Active clinical trials for "Ataxia"

This study was planned to investigate the effects of exercise training based on Microsoft Kinect application on balance and postural control in ataxic patients.

The project will study a therapeutic approach in Spinocerebellar Ataxia (SCA38) by DHA replacement. SCA38 is caused by missense mutations in the ELOVL5 (Elongation of very long chain fatty acids protein 5) gene. Background/Rationale: ELOVL5 is a microsomal fatty acid elongase gene required for the synthesis of arachidonic acid and DHA. In brain, it shows a peculiar high expression in cerebellar Purkinje cells. The ELOVL5 products, such as DHA, are decreased in SCA38 patients serum and DHA administered as a dietary supplement has been shown to improve SARA scores, to ameliorate quality of life, and to increase brain cerebellar hypometabolism (FDG-PET) in two SCA38 patients. Experimental Plan: The investigators will perform a randomized placebo-controlled trial by DHA supplementation on ten SCA38 patients, followed by an open-label phase. Expected results: DHA supplementation should be able to improve symptoms in SCA38 and to improve cerebellar hypometabolism in these patients.

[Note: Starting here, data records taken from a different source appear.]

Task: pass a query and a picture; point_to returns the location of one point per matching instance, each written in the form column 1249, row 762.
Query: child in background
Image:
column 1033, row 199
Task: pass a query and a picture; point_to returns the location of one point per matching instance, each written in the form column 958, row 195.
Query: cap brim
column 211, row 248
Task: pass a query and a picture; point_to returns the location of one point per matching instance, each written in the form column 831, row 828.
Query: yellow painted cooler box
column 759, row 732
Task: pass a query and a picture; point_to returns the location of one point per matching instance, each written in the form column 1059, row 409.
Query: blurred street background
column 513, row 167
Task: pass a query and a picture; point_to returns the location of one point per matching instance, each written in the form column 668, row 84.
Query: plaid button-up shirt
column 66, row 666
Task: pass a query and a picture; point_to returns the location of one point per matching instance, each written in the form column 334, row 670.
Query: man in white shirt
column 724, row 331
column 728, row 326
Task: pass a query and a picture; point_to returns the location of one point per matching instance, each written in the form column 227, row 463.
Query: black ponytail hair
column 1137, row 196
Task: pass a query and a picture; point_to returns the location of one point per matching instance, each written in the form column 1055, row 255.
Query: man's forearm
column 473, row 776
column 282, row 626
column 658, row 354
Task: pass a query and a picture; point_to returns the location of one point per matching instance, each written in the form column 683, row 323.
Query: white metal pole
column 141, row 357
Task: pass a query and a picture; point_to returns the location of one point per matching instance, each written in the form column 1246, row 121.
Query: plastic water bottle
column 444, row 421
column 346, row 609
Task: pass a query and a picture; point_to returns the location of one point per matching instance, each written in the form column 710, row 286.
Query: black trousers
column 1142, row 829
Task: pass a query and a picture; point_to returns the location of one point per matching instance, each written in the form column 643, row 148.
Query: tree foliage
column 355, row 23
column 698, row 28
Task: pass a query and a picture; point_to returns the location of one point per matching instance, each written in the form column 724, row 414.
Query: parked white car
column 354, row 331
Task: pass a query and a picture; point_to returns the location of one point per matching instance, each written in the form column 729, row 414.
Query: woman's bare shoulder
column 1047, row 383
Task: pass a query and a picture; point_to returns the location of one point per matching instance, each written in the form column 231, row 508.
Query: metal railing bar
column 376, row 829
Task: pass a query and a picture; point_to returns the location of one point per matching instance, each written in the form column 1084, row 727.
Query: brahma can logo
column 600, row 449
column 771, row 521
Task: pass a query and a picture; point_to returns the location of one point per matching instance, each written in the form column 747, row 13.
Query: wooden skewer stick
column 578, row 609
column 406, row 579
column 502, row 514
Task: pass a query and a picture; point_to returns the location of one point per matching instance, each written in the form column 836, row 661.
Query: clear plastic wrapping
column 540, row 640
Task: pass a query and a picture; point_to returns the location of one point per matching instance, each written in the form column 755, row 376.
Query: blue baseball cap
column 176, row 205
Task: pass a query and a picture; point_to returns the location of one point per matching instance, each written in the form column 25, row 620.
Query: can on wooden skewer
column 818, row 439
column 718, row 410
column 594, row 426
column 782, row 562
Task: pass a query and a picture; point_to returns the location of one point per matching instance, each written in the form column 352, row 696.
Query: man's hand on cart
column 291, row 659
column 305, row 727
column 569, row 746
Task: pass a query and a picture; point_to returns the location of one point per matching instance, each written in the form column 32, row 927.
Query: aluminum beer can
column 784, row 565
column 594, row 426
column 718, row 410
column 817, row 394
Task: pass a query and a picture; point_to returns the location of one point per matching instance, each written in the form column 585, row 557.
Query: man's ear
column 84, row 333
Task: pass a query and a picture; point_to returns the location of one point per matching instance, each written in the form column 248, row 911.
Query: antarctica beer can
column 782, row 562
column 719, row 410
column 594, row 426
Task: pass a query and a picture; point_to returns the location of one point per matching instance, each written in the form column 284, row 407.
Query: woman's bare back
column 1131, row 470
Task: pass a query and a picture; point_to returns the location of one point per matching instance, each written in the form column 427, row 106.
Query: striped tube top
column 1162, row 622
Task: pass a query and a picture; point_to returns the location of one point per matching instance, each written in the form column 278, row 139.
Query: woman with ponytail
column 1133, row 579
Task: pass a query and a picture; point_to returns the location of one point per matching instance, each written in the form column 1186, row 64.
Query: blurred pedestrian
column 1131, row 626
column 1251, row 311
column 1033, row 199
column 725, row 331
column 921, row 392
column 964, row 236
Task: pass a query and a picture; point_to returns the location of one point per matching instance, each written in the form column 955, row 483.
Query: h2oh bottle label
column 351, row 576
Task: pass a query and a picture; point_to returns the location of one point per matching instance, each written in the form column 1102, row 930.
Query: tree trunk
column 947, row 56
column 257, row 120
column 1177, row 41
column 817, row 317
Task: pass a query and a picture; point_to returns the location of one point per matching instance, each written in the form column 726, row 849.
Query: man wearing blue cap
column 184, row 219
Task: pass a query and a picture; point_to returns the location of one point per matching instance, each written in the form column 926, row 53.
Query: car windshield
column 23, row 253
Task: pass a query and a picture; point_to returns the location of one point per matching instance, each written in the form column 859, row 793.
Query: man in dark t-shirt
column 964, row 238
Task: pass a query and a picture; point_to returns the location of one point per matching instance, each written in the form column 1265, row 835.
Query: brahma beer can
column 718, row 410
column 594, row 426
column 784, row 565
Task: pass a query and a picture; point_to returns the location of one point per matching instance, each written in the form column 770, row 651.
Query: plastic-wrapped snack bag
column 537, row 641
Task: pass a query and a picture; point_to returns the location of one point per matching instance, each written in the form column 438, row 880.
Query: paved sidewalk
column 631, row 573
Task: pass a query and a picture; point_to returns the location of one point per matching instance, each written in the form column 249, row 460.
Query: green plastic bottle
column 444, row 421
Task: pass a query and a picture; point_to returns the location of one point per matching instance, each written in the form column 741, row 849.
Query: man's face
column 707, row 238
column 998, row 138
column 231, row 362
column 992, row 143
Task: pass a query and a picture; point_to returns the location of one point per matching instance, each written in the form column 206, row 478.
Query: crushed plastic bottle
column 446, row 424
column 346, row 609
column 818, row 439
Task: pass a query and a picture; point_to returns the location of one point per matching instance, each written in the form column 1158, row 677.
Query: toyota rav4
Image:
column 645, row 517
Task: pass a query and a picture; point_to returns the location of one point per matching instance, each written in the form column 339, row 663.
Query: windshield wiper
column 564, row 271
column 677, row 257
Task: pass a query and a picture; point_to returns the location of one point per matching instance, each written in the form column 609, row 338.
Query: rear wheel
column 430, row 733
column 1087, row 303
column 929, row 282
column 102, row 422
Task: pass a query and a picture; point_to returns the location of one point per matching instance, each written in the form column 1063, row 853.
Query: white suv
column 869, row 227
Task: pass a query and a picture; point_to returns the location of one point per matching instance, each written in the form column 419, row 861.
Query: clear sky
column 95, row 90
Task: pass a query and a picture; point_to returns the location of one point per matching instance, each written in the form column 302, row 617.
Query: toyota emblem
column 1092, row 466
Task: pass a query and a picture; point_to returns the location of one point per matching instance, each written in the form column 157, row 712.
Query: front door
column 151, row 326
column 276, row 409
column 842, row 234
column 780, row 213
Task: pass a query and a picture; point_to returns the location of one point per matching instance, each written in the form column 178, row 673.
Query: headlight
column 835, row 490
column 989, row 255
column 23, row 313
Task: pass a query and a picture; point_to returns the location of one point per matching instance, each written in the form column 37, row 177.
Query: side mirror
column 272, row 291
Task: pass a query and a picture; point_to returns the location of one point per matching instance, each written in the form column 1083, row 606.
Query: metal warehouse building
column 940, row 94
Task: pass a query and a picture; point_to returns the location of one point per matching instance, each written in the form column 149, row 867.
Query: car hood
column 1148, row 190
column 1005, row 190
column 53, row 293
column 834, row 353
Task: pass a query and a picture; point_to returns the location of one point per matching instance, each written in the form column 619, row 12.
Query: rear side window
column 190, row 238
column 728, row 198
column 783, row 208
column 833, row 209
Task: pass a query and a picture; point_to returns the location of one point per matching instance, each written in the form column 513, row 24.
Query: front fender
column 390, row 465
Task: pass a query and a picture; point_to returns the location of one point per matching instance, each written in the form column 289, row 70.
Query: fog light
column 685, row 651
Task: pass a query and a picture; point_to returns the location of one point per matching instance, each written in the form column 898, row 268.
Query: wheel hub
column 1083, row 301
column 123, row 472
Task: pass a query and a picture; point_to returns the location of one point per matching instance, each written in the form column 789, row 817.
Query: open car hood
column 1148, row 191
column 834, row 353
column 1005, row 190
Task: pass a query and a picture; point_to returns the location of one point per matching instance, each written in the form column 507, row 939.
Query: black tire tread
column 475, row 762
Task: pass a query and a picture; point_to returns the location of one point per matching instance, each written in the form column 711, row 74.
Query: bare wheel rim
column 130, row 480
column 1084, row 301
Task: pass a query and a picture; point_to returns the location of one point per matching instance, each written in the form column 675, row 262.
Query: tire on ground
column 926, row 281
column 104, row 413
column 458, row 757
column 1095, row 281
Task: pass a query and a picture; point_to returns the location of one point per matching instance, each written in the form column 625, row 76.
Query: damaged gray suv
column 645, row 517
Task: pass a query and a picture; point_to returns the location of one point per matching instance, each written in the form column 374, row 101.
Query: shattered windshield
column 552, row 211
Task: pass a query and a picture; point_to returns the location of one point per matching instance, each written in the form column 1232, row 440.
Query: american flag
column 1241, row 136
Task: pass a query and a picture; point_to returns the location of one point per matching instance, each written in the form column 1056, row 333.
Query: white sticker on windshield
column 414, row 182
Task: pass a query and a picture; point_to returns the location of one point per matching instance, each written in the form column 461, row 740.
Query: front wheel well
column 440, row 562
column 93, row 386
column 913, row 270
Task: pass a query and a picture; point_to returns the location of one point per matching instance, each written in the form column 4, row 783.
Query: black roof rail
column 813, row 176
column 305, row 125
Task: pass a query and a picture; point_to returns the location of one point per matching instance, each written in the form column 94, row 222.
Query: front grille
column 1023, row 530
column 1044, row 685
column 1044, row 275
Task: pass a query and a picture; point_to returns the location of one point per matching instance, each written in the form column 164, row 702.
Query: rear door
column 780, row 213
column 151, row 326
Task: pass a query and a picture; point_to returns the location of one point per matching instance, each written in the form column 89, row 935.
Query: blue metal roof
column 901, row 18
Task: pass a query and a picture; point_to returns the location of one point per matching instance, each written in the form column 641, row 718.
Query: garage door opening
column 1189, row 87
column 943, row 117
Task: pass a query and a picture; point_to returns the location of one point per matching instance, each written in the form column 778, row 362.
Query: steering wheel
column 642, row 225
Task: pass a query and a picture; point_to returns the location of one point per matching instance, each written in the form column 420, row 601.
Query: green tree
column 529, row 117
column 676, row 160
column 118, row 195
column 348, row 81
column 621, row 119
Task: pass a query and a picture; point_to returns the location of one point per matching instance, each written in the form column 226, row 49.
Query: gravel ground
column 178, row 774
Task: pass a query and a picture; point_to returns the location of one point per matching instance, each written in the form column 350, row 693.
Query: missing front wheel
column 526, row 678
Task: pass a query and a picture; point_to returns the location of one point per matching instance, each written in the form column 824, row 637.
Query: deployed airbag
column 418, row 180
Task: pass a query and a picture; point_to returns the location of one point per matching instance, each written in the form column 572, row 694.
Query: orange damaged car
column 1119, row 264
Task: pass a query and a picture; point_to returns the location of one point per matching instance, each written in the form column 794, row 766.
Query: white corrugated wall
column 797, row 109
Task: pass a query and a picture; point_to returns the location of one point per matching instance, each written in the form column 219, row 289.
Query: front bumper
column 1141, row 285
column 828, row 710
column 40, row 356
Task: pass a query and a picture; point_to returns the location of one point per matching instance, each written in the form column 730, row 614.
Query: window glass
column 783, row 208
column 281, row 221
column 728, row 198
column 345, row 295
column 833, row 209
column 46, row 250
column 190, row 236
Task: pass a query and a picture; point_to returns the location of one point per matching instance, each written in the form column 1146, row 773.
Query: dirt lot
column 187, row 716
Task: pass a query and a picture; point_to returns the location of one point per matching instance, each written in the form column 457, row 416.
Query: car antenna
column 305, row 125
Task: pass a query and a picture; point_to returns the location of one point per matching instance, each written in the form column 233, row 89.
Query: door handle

ATRIL is a multi-centric, double-blind randomized, two-arm controlled study. 42 SpinoCerebellar Ataxia type 2 (SCA2) patients, both gender, at least 18 years of age will be included. Riluzole 50 mg will be administered (per os) twice a day, versus one group with placebo for 12 months. Riluzole (Rilutek®) is a benzothiazole drug, market approved, for Amyotrophic Lateral Sclerosis (ALS). It delays the onset of ventilator-dependence or tracheostomy in selected patients and may increase survival. Scale for the Assessment and Rating of Ataxia (SARA) will be used at M0, M6 and M12. To assess primary criterion, the percentage of patients with a decrease of at least 1 point of the SARA score between the inclusion visit, and Visit 3 (Months 12) will be calculated.

The purpose of this study is to evaluate the efficacy of TAK-831 versus placebo on upper extremity (arm and hands) motor function and manual dexterity. This study will also evaluate the efficacy of TAK-831 versus placebo on activities of daily living (ADL) and other secondary assessments.

The purpose of this study is to evaluate the safety, tolerability, pharmacokinetic and pharmacodynamic effects of intravenous DT-216 in adult patients with Friedreich Ataxia. This single ascending dose study is randomized, double-blind, placebo-controlled.

The purpose of this study is to evaluate the safety, tolerability and pharmacokinetics of RT001 in patients with Friedreich's ataxia.

This study will explore whether methylprednisolone treatment is safe, well-tolerated, and beneficial in patients that are diagnosed with Friedreich Ataxia (FRDA). The study will also explore if methylprednisolone has any effects on biomarkers associated with FRDA. All subjects in the study will receive the same steroid treatment.

The purpose of this research study is to investigate how the brain and motor behavior changes both in individuals with spinocerebellar ataxia and healthy individuals, and to assess whether a therapeutic intervention reduces levels of uncoordinated movement and improves motor function in spinocerebellar ataxia (SCA).

Spinocerebellar Ataxia (SCA) refers to a family of genetic diseases that cause progressive problems with gait and balance, as well as other debilitating symptoms. This is a randomized controlled pilot study to test a novel therapeutic intervention that uses noninvasive magnetic brain stimulation to improve functional outcomes in patients with SCA. The study will include quantitative evaluations of gait, balance, and brain physiology to examine possible objective end-points for a future, larger multi-site clinical trial. The investigators anticipate that patients receiving the real intervention will show a functional gain.

This 24-week study will test the safety and effectiveness of synthetically produced (+) Epicatechin in treating patients who have Friedreich's Ataxia, a neurological disorder.